Роман поднимает голову, и что-то шепчет. Талия не разобрала, что именно, да и неуверенно, что теперь хочет знать. Она вся словно онемела, и потерялась, без знания, что делать и что говорить. Роман замечает ее случайно, в отражение зеркало, а она видит его испачканное кровью лицо, вскрикивает, но тут же прикрывает рот рукой. Плачет, потому что больше не может сдержать слезы.

Роман резко разворачивается, смотря на девушку, которая вжалась в дверной косяк и рыдает, заглушая звук ладонью. Он растерян, она ― испугана. Он тяжело дышит и проводит рукой по волосам.

― Талия. ― выдыхает Годфри, и делает шаг навстречу к ней, она отшатывается. Точнее, отшатнулась бы, не будь позади нее дверного косяка, в который она врезается спиной. Роман понимает, что ей больно, но в данный момент она этого не чувствует. На спине наверняка останется синяк.

Он щурит глаза, делает несколько шагов к ней, но останавливается. Останавливается, потому что в сбитом, испуганном шепоте девушки явственно слышит «Не подходи».

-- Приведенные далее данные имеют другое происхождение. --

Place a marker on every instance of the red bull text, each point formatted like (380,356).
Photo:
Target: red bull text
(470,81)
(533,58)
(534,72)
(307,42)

― Талия, это… ― Роман не находит простого объяснения, да и все это ― со всем не просто. Но впервые за это время Талия слышит в его голосе что-то другое. Что? Страх? Она с трудом сглатывает и пытается обдумать, что хочет сказать.

― Что ты?

― Я упырь, Талия. ― признается Годфри, хотя он готов вывернуть себя наизнанку, лишь бы не видеть покрасневших и до сих пор слезившихся черных глаз. Талия всхлипывает, делает глубокий вдох, стараясь успокоиться и вести полноценную беседу.

Бледные губы, длинные волосы и заплаканные глаза — Годфри сходит с ума. Потерянный взгляд, сожаление — Талия осознаёт, что происходит. Внутри все ломано-переломано, ненависть переполняет, но она тут же успокаивается. Она смотрит на него потерянно, пусто и стеклянно. Под рёбрами каллиграфически выведено его имя, избавиться никак.

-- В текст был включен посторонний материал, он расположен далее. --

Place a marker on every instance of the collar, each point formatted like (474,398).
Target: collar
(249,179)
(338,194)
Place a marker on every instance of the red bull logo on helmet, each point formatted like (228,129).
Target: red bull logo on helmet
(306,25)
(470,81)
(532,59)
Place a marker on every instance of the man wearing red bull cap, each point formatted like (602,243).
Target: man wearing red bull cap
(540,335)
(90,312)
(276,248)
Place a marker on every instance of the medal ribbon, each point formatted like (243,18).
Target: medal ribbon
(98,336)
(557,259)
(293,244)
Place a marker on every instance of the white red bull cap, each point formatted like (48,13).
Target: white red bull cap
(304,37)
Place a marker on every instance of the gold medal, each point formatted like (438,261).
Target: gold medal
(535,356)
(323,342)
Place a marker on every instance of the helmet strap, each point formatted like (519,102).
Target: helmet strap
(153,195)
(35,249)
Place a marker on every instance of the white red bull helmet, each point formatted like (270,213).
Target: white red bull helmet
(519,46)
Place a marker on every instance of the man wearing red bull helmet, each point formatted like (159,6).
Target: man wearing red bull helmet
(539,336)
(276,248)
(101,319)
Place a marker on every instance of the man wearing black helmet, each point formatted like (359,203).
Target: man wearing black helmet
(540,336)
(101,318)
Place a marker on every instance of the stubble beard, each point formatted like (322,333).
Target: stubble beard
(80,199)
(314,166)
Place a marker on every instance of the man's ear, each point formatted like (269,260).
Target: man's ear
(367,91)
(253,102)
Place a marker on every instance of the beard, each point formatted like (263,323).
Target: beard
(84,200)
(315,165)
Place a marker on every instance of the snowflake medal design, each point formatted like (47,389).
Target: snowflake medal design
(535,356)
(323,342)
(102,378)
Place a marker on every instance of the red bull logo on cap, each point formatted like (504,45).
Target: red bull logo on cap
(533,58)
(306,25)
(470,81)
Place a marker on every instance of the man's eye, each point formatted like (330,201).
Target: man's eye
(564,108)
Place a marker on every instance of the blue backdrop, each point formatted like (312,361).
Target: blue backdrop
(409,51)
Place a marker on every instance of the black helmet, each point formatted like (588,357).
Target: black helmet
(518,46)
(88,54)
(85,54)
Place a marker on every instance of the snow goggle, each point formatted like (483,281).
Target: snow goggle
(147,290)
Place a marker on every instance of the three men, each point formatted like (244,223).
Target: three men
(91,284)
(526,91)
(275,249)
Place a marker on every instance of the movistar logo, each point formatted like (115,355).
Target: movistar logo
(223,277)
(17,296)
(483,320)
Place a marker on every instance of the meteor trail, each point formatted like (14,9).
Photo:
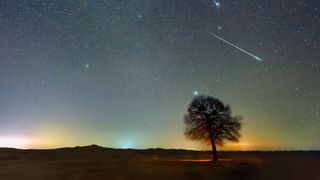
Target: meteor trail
(255,57)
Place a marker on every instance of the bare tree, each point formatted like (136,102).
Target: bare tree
(209,120)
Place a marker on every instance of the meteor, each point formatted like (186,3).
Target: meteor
(250,54)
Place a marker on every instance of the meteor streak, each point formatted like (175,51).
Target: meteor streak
(250,54)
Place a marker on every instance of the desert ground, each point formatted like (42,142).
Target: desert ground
(94,162)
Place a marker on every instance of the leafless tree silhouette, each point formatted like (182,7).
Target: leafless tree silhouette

Роман Годфри тщательно пытался скрыть от своей девушки то, чем он является, но его план потерпел провал. И парня снова затопило то чувство отчаянья и страха, которое он испытал, увидев ее на том складе: он боялся ее потерять.

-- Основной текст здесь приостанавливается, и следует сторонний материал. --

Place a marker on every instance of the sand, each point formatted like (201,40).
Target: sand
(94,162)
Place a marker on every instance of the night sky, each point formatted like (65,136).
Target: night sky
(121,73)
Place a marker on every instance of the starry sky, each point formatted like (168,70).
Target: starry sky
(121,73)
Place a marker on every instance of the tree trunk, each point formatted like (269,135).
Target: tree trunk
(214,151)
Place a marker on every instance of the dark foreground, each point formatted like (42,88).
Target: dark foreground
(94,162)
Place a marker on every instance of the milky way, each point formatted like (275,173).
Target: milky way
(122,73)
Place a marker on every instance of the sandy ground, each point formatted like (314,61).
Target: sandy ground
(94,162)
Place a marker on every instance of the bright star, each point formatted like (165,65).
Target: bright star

Они ведут сухой, конструктивный диалог, хотя оба переполнены эмоциями.

― Зачем ты мне врал?

― Я не мог тебе сказать кто я.

― Почему?

― Ты бы ушла от меня и не вернулась.

― Почему ты так легко говоришь за меня?

― Потому что я знаю, что… таких как я не любят. Их ненавидят и хотят убить.

― Но у меня получилось!

― Потому что я не рассказал тебе о том, кем я являюсь на самом деле.

― Но тебе стоило попытаться, правда? Я ведь была обязана знать. Чтобы все было по-честному…между нами.

― Ну видишь, теперь ты все знаешь. Я монстр, Талия, это верно. Но…

― Роман, я уже не уверена в том, хочу ли я тебя слушать.

Роман делает шаг к Талии.

― Талия!

Девушка делает зеркальный шаг назад.

― Оставь меня.

И тогда Роман был действительно близок к тому, чтобы навсегда потерять ее ― родную и чертовски любимую уже тогда.

Сейчас

Холодный осенний вечер. Уличный ветер ураганом крутит опавшие листья, срывая все новые с пожелтевших деревьев. Стройные фонари, одиноко освещающие узенькую улочку, ведущую вдоль аккуратных кирпичных домиков. Роман ждет. Он стоит в парке, смотря на лавочки и ждет. И все еще не может ответить на один простой вопрос: он свернет Талии шею или обнимет? Оба варианта довольно заманчивы, и оба варианты она позволит с собой сделать.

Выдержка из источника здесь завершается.